Netflix’s newly imposed crackdown on password sharing may not be the turnoff that many were expecting, if recent tallies are any indication.
According to the Wall Street Journal, Netflix may have actually reaped a “windfall” of new subscribers after lowering the boom on password sharing.
Citing data from analytics firm Antenna, the Journal reports that Netflix may have scooped up more new subscribers during a four-day period in late May than it did in any other four-day span since 2019, when Antenna first began its tracking.
Notably, the four-day period in question (May 23-25) took place just after Netflix announced its new account-sharing policy and pricing in the U.S. and other territories.
Netflix, which has estimated that more than 100 million households have shared their account passwords with others, lost subscribers for the first time in a decade in the first quarter of last year, but the streamer has been slowly adding to its subscriber tally again following that disastrous Q1 2022 report.
Of course, the figures from Antenna are just estimates, and only over a brief four-day period. For hard data, we’ll have to wait for Netflix to release its next quarterly earnings report, which is due in July.
But if Antenna’s data holds up, it could be a sign that a fair number of Netflix users who had been sharing someone else’s password have decided to go legit rather than ditching the service altogether.
Antenna’s findings also counter worrying reports (for Netflix, anyway) that the streamer lost a million users in Spain following the password-sharing crackdown.
Netflix announced in late May how much it would charge subscribers in the U.S. and other regions to share their accounts with those outside their households.

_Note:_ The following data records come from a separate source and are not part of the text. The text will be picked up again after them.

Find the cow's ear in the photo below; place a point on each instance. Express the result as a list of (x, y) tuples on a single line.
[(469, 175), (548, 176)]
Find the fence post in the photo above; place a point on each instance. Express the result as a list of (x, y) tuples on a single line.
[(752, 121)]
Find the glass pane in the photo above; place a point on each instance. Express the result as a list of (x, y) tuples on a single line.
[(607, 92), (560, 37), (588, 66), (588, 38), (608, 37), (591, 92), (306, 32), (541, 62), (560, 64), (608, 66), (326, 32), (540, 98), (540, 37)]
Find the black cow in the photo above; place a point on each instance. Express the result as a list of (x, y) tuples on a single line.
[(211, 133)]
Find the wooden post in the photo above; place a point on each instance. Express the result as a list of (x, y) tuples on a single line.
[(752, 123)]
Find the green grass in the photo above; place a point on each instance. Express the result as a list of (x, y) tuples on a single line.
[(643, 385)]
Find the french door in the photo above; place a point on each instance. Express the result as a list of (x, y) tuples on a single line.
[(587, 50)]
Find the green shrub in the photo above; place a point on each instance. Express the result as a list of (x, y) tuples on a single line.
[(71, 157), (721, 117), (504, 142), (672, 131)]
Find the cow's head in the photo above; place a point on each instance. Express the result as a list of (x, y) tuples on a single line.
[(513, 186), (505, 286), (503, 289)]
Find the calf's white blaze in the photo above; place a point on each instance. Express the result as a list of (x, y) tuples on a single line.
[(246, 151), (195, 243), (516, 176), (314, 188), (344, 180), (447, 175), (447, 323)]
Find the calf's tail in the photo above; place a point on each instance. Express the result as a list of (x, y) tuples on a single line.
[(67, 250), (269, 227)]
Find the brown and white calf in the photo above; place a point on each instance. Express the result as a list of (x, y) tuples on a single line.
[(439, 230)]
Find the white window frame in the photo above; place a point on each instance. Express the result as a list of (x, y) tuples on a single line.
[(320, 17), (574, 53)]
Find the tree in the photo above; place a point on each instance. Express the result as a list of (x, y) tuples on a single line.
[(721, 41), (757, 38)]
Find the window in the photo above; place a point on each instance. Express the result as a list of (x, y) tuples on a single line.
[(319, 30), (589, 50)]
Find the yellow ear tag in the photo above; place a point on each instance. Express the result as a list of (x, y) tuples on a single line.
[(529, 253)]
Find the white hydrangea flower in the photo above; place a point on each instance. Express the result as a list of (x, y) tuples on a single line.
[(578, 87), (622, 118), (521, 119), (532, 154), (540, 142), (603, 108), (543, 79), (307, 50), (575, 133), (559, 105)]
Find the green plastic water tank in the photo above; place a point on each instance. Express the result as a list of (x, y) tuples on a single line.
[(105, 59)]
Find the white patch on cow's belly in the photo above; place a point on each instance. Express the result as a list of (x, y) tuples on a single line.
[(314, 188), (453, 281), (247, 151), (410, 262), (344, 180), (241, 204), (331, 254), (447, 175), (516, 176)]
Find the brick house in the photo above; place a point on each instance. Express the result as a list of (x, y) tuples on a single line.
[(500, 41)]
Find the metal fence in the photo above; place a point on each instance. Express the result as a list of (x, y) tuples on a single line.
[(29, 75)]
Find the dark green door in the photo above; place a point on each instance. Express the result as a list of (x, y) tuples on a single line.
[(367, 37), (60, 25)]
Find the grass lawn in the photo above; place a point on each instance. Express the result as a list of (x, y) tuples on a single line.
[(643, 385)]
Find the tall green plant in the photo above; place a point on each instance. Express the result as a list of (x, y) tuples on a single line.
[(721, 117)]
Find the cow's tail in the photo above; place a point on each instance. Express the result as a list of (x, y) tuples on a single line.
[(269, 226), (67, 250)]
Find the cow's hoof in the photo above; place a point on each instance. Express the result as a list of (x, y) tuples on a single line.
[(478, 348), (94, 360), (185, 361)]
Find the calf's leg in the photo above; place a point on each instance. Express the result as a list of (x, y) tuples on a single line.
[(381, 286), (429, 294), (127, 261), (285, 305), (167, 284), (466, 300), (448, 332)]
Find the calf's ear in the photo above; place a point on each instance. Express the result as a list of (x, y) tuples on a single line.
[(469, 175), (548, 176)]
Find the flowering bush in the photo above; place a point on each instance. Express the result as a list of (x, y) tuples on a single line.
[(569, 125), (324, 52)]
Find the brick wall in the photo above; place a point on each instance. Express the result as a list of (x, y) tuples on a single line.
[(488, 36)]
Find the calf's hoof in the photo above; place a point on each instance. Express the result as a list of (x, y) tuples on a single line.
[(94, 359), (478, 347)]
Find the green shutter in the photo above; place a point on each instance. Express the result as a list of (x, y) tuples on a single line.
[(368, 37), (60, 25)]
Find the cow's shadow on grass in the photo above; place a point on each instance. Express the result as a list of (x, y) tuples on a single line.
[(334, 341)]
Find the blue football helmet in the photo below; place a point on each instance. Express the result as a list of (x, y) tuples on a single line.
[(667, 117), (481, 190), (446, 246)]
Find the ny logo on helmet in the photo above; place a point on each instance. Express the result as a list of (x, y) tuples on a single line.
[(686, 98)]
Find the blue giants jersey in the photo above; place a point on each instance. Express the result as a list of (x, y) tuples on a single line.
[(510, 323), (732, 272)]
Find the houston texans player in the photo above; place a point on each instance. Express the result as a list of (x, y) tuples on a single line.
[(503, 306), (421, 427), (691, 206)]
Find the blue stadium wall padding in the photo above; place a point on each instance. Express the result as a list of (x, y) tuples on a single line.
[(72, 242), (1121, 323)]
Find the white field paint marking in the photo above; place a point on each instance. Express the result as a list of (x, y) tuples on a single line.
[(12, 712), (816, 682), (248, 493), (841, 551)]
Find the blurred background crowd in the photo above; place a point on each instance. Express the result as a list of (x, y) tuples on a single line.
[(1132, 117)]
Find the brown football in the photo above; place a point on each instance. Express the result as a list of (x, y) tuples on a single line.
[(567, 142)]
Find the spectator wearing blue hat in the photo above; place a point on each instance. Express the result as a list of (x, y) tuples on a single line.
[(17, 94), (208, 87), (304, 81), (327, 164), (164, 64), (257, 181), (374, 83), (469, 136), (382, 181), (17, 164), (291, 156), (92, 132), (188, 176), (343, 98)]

In the United States, you’ll need to cough up $7.99 a month per “extra member.”
The move followed more than two years of tests and pilot programs, with Netflix slowly but surely inching its way toward a broader password-sharing crackdown.
Netflix can detect whether you’re sharing someone else’s password using a combination of IP addresses, device IDs, and “account activity from devices signed to the Netflix account,” and it may also ask you to verify your device using a four-digit code sent to the account holder.
But while Netflix now offers an above-board way to share your account with someone outside your household, it hasn’t begun actively blocking Netflix password-sharing freeloaders–or at least, not yet.